DataStax Academy FAQ

DataStax Academy migrated to a new learning management system (LMS) in July 2020. We are also moving to a new Cassandra Certification process so there are changes to exam bookings, voucher system and issuing of certificates.

Check out the Academy FAQ pages for answers to your questions:


question

ramesh4f_143215 avatar image
ramesh4f_143215 asked ·

Why is my cassandra-stress profile in DS210 not created?

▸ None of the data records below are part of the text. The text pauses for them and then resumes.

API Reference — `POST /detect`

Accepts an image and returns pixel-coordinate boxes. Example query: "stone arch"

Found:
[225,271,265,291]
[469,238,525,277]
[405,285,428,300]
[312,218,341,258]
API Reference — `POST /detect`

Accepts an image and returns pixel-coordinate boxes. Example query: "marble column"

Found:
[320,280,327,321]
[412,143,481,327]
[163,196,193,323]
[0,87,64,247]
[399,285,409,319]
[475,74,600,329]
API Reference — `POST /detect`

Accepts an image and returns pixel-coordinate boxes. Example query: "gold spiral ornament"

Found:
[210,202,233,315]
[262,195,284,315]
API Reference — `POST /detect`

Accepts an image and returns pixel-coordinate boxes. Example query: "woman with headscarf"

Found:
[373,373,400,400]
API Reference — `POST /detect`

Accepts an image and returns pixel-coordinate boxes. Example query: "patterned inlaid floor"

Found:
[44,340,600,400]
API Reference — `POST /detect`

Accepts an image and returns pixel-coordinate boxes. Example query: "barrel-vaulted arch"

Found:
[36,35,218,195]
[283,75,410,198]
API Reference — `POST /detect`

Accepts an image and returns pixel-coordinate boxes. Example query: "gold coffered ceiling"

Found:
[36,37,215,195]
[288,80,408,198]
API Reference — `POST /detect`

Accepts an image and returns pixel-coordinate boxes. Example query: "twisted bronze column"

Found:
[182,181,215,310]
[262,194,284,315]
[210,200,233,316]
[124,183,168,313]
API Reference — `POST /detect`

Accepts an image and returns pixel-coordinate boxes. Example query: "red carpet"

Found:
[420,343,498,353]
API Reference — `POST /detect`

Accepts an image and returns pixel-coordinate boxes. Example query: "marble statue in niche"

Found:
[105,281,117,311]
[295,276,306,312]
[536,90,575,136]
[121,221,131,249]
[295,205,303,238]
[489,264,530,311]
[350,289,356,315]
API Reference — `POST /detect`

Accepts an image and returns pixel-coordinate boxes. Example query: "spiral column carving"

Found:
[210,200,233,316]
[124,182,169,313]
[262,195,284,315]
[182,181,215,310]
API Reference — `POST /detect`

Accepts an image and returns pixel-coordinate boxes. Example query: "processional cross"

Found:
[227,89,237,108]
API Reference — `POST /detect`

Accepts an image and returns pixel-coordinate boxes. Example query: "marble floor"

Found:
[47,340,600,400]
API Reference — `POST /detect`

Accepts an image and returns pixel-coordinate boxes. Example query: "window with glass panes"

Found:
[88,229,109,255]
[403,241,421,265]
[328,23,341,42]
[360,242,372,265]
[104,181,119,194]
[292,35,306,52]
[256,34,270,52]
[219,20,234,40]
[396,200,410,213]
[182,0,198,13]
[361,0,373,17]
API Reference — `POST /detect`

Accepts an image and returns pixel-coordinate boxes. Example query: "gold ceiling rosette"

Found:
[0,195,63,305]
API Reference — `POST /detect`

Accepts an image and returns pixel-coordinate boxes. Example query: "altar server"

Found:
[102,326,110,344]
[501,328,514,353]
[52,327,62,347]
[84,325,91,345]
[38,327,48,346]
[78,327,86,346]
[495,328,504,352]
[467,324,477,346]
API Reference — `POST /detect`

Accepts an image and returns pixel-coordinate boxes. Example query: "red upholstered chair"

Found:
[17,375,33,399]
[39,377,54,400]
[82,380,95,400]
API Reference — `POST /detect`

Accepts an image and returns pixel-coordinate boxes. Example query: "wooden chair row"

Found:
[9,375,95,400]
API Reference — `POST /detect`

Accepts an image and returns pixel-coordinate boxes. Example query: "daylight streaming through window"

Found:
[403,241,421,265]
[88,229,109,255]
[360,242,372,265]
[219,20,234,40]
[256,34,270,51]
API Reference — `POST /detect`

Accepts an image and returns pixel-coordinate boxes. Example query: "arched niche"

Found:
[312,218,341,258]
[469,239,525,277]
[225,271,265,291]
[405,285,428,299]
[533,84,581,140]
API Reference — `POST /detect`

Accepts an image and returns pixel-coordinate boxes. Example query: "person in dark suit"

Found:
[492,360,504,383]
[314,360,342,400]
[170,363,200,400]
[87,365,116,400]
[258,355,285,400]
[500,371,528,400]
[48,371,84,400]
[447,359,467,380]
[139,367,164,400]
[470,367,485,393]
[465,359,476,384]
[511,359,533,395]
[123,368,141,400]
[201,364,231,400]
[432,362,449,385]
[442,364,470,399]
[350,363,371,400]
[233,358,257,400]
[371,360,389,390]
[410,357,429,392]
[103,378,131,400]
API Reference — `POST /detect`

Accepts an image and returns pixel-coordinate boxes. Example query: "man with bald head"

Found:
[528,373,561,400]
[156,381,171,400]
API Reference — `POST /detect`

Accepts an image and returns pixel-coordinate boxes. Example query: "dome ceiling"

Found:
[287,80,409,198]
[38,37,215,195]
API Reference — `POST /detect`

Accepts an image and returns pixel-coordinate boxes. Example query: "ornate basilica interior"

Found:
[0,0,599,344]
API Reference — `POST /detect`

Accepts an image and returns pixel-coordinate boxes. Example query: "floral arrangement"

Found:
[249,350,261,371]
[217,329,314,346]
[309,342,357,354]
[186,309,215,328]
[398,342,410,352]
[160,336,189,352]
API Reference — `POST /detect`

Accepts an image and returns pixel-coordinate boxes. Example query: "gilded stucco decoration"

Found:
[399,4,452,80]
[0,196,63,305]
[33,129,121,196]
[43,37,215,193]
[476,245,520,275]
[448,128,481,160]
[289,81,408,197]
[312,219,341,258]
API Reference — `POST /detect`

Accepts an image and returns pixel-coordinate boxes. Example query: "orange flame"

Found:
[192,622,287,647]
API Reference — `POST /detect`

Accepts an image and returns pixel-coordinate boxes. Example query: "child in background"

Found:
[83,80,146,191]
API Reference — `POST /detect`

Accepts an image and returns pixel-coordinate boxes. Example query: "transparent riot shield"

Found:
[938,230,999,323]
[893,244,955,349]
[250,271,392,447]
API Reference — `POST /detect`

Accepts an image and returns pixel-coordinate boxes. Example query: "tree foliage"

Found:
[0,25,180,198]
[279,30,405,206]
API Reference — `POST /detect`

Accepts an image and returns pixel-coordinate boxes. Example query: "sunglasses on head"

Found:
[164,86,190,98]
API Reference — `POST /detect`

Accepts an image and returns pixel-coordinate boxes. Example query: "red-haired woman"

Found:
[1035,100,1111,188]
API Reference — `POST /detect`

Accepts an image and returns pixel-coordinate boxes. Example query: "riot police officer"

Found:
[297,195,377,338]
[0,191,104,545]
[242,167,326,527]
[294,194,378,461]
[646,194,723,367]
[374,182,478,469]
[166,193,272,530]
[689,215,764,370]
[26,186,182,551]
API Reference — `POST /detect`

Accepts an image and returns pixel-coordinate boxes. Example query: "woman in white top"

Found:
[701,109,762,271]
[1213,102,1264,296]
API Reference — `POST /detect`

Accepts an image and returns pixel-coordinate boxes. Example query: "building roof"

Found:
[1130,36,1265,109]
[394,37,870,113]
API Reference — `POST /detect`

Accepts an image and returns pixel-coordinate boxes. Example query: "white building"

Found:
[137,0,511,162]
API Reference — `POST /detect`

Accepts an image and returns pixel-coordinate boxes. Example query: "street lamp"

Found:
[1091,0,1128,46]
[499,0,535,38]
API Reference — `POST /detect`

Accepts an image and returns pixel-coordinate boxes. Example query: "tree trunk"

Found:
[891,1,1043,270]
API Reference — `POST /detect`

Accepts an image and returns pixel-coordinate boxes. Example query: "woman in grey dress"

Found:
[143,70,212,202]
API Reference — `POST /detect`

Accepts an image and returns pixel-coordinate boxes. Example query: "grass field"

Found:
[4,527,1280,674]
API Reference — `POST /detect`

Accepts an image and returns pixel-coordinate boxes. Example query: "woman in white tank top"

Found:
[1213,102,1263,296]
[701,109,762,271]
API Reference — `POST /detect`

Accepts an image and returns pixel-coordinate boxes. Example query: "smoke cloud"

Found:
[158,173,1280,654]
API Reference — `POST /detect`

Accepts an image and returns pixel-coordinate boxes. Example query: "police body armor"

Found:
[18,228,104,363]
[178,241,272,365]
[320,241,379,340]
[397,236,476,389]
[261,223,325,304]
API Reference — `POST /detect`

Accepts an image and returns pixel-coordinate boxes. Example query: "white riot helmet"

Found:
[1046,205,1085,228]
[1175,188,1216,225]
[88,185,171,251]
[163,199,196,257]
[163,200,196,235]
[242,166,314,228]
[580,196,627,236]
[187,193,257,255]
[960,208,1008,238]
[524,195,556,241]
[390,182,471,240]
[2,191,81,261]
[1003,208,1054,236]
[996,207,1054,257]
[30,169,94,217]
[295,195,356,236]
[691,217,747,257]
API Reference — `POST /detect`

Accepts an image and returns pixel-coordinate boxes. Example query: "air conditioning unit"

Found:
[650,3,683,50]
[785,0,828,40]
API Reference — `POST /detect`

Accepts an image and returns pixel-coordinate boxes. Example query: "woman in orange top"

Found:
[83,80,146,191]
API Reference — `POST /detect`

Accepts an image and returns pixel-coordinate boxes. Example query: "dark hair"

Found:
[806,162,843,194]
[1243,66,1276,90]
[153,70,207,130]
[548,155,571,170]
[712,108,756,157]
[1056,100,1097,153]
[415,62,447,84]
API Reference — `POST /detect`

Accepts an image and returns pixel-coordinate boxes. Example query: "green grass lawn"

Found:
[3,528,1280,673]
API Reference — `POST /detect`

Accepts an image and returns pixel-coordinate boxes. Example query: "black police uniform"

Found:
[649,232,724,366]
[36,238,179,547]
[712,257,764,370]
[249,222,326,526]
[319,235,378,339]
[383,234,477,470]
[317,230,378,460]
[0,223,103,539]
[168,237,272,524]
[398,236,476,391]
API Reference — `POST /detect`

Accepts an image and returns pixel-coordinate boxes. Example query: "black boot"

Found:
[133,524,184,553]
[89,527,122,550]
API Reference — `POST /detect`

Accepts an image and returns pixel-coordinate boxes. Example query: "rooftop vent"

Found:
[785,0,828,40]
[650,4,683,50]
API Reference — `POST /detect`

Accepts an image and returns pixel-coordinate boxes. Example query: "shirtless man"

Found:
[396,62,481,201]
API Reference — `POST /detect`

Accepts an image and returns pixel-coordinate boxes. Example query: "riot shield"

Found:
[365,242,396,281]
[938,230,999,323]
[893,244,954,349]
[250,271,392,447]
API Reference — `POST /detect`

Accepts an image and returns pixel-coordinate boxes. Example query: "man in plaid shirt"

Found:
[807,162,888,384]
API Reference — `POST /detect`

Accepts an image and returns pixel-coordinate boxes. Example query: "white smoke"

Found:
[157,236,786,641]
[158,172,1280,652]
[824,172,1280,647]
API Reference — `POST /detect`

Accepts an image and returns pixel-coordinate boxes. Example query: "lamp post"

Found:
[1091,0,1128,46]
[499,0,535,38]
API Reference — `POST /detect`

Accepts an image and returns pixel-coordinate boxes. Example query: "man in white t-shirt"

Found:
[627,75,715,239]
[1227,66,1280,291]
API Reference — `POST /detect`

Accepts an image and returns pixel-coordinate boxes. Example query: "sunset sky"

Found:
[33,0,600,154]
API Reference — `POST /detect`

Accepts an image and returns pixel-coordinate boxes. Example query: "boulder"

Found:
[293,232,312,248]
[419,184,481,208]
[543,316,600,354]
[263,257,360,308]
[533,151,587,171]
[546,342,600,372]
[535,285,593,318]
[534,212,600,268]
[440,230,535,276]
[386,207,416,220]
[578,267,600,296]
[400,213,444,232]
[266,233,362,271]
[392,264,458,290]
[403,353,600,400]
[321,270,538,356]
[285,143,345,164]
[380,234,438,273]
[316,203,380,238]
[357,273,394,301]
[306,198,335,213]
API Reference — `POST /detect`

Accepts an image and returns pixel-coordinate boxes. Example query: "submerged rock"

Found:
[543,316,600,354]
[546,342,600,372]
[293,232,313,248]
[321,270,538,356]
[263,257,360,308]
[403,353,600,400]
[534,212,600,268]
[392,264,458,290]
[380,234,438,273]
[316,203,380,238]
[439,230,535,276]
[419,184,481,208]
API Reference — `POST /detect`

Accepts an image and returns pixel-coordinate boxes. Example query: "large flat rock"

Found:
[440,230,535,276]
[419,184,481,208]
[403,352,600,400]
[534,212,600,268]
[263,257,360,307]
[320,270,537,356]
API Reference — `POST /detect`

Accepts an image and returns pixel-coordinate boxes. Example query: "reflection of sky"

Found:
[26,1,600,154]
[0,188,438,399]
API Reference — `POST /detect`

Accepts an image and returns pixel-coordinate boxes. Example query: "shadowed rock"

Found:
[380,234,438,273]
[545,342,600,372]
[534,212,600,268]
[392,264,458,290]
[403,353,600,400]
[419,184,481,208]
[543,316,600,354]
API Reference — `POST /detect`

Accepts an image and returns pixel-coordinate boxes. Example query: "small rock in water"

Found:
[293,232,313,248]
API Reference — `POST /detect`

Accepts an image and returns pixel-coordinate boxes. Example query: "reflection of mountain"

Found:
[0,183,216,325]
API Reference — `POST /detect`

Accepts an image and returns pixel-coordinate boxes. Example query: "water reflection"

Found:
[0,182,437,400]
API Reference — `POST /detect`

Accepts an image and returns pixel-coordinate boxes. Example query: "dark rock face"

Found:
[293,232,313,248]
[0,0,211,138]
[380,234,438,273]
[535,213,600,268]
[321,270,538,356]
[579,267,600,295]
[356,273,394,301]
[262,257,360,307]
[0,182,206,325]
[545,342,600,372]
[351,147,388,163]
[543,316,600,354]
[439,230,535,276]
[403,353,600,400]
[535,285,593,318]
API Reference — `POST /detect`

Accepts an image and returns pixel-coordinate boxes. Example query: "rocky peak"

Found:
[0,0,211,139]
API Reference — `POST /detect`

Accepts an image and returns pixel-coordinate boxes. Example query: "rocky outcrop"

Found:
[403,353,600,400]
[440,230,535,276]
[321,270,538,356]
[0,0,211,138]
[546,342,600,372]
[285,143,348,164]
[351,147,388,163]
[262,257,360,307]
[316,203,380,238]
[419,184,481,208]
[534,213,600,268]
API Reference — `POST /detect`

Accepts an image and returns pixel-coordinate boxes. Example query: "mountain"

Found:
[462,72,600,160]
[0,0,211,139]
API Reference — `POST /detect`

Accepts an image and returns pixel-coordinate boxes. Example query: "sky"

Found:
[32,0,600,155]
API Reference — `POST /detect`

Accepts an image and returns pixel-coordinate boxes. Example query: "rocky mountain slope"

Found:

Only the below profiles got created.

******************** Profile(s) ********************
  Keyspace Name: stresscql
  Keyspace CQL: 
***
CREATE KEYSPACE stresscql WITH replication = {'class': 'SimpleStrategy', 'replication_factor': 1};
***

  Table Name: blogposts
  Table CQL: 
***
CREATE TABLE blogposts (
      domain text,
      published_date timeuuid,
      url text,
      author text,
      title text,
      body text,
      PRIMARY KEY(domain, published_date)
) WITH CLUSTERING ORDER BY (published_date DESC) 
  AND compaction = { 'class':'LeveledCompactionStrategy' } 
  AND comment='A table to hold blog posts'
***

Why my profile is not created ?

run command

root@ds210-node2:/home/ubuntu/labwork# cassandra-stress user profile=/home/ubuntu/labwork/TestProfile.yaml ops\(insert=4,user_by_email=4\) -node ds210-node1

Cassandra-stress yaml file:

root@ds210-node2:/home/ubuntu/labwork# 
root@ds210-node2:/home/ubuntu/labwork# cat /home/ubuntu/labwork/TestProfile.yaml
#
# Keyspace Name
#
keyspace: killr_video 
keyspace_definition: | 
  CREATE KEYSPACE killr_video WITH replication = {'class': 'SimpleStrategy', 'replication_factor': 1};

#
# Table name and create CQL 
#
table: user_by_email 
table_definition: | 
  CREATE TABLE user_by_email ( email TEXT, password TEXT, user_id UUID, PRIMARY KEY ((email)) )
#
# Keyspace Name
#
keyspace: stresscql
keyspace_definition: |
  CREATE KEYSPACE stresscql WITH replication = {'class': 'SimpleStrategy', 'replication_factor': 1};

#
# Table name and create CQL
#
table: blogposts
table_definition: |
  CREATE TABLE blogposts (
        domain text,
        published_date timeuuid,
        url text,
        author text,
        title text,
        body text,
        PRIMARY KEY(domain, published_date)
  ) WITH CLUSTERING ORDER BY (published_date DESC) 
    AND compaction = { 'class':'LeveledCompactionStrategy' } 
    AND comment='A table to hold blog posts'

#
# Meta information for generating data
#
columnspec:
  - name: email 
    size: gaussian(8..30) 
    population: exp(1..1234)
  - name: password 
    size: exp(8..30) 
    population: uniform(1..1432) 
  - name: user_id 
    size: fixed(4) 
    population: uniform(1..1567)
columnspec:
  - name: domain
    size: gaussian(5..100)
    population: uniform(1..10M)
  - name: published_date
    cluster: fixed(1000)
  - name: url
    size: uniform(30..300)       
  - name: title
    size: gaussian(10..200)
  - name: author
    size: uniform(5..20)
  - name: body
    size: gaussian(100..5000)

# 
# Specs for insert queries 
# 
insert: 
  partitions: fixed(1) 
  batchtype: UNLOGGED # use unlogged batches 
  select: fixed(1)/1 
#
# Specs for insert queries
#
insert:
  partitions: fixed(1)
  select:    fixed(1)/1000
  batchtype: UNLOGGED             # use unlogged batches


#
# Read queries to run against the schema
#
queries: 
  user_by_email: 
      cql: select * from user_by_email where email = ? 
      fields: samerow
queries:
   singlepost:
      cql: select * from blogposts where domain = ? LIMIT 1 
      fields: samerow
root@ds210-node2:/home/ubuntu/labwork# 

I ran from the node2 and node1 is up.

Help me on fixing this..

academyds210cassandra-stress
2 comments
10 |1000 characters needed characters left characters exceeded

Up to 8 attachments (including images) can be used with a maximum of 1.0 MiB each and 10.0 MiB total.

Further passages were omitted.